Wenn die Gegenseite Anhaltspunkte dafür hat, dass Sie mehr verdienen als es dem Mindestunterhalt entspricht, wäre das zulässig.

Zitat (von Papa-von-3):
Zudem möchte Sie, dass ich mich noch zusätzlich an dem Schulgeld und Klassenfahrten/Schulausflüge für die Kinder beteilige.
Diese Kosten sind doch aber mit dem Unterhalt abgedeckt oder ?

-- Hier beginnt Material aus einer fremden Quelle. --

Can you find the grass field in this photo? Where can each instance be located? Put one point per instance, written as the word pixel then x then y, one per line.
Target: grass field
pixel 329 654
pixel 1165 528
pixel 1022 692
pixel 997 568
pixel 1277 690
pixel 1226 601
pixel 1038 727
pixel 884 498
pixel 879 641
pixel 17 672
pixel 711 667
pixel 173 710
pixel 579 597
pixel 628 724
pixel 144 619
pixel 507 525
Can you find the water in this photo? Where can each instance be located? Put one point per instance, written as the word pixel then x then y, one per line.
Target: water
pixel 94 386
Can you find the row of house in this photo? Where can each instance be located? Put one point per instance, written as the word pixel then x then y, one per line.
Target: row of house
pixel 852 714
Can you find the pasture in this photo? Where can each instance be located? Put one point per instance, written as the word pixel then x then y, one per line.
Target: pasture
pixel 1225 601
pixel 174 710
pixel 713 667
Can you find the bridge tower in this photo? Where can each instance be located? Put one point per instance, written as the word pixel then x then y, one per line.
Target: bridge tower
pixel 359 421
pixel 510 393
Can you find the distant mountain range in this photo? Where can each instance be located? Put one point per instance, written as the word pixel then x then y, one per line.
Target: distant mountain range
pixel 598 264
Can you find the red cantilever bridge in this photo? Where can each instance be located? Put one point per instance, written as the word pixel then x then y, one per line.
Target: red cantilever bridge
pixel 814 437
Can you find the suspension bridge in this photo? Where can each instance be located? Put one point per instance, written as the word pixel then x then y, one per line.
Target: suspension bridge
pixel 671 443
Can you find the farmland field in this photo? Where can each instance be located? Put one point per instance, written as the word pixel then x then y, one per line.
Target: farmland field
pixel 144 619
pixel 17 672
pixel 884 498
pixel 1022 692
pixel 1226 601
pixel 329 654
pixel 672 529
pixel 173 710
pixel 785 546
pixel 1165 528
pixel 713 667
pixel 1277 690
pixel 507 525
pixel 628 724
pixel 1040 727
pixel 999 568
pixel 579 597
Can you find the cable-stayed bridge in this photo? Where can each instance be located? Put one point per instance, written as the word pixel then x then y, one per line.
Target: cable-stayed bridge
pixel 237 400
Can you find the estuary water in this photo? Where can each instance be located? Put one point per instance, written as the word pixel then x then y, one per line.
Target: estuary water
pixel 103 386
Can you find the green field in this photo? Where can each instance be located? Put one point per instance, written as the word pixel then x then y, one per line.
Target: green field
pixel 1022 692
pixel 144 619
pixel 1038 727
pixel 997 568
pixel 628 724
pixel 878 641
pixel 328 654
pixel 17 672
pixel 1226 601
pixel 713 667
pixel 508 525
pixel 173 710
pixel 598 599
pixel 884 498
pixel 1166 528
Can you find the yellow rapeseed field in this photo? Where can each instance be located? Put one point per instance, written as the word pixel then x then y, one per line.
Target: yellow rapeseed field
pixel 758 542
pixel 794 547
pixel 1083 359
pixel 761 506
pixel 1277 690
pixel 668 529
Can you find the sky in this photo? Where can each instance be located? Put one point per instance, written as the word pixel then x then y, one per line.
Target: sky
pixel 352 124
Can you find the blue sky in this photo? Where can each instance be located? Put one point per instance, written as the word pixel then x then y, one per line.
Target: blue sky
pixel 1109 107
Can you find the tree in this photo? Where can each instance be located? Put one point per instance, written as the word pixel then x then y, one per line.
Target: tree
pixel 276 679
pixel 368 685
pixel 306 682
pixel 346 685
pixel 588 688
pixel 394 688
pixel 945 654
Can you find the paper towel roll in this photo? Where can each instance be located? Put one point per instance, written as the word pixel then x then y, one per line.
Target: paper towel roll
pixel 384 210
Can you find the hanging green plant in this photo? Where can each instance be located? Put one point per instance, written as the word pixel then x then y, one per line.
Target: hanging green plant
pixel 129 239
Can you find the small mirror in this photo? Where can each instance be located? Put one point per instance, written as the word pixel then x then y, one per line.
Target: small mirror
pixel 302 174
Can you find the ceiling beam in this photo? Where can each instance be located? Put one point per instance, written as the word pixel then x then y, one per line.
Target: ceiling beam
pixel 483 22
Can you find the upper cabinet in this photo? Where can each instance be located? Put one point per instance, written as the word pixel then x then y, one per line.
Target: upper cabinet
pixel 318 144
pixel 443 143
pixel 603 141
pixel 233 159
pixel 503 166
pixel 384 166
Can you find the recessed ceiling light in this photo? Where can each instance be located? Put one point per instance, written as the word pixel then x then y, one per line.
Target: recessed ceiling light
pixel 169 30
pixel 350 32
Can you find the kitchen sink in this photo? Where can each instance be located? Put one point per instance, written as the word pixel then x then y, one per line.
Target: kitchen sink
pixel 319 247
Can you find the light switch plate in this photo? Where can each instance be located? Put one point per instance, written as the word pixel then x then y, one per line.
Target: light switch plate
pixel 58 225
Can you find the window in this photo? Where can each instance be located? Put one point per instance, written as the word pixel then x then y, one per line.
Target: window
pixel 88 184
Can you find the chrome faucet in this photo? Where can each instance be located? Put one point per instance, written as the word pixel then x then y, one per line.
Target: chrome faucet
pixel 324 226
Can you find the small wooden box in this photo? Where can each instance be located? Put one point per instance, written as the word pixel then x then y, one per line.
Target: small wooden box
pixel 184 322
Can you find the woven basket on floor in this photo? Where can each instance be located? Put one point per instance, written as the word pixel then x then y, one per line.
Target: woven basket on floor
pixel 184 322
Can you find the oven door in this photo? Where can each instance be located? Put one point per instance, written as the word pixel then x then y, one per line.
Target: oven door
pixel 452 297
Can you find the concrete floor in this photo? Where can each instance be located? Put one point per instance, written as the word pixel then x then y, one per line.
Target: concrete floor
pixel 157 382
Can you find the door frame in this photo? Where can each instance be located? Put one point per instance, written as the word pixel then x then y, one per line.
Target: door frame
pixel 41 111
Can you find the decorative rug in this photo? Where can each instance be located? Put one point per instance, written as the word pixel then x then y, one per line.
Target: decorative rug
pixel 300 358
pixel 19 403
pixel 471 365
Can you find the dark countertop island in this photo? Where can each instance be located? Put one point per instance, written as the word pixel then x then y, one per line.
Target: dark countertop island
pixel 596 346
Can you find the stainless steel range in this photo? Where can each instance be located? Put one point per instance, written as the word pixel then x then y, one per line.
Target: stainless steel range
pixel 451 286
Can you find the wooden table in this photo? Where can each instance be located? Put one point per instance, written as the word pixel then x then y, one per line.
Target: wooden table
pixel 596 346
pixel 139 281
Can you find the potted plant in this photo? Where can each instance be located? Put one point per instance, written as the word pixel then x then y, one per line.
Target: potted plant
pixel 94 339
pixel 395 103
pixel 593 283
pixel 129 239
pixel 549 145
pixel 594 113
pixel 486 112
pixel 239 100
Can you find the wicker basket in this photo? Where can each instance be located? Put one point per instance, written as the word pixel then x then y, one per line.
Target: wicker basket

Klassenfahrten / Schulausflüge: im Regelfall ja
Schulgeld: Geht es um eine Privatschule? Wenn ja, dann wäre das Schulgeld meist zusätzlicher Bedarf, der anteilig zusätzlich zum Unterhalt gezaht werden muss. Sie haben vermutlich der Anmeldung an der Privatschule zugestimmt.

Zitat (von Papa-von-3):
Das dies auch locker pro Ausflug 200 Euro kostet interessiert sie nicht.

Das braucht sie auch nicht zu interessieren. Die Kosten, die der Umgangsberechtigte (also Sie) beim Umgang hat, sind ja dadurch abgegolten, dass das Kindergeld hälftig auf den Unterhalt angerechnet wird. Bei 3 Kindern sind also 375€ pro Monat für "tolle Wochenenden beim Papa" schon in die Unterhaltssätze eingepreist.

Zitat (von Papa-von-3):
Das Jugendamt steht nur hinter meiner Ex-Frau. Auf keinerlei Aussagen, Erklärungen oder Anregungen wird eingegangen.

Ich denke, die Ex-Frau hat einen Anwalt. Wenn ein Anwalt vorhanden ist, dann kommuniziert man mit dem Anwalt, nicht mit dem Jugendamt. (Evtl. dem Jugendamt mitteilen, dass die Ex-Frau einen Anwalt beauftragt hat und man zukünftig nur noch mit dem Anwalt kommunizieren wird.) Das ist ja für Sie vielleicht auch nicht ganz schlecht, wenn das Jugendamt "raus aus der Nummer" ist.

Signatur:

Für alle meine Beiträge gilt §675(2) BGB.

0x Hilfreiche Antwort

#3
 Von 
Harry van Sell
Status:
Unbeschreiblich
(128653 Beiträge, 41103x hilfreich)

Zitat (von drkabo):
Ich fürchte, Sie brauchen eher einen Anwalt als eine Beratungsstelle - allein schon weil die Gegenseite einen hat (Stichwort Waffengleichheit).

Volle Zustimmung.

Das herumwursteln mit irgendwelchen Beratungsstellen für Kommunikation dürfte eher der Ex nutzen als einem selber ...


Signatur:

Meine persönliche Meinung/Interpretation!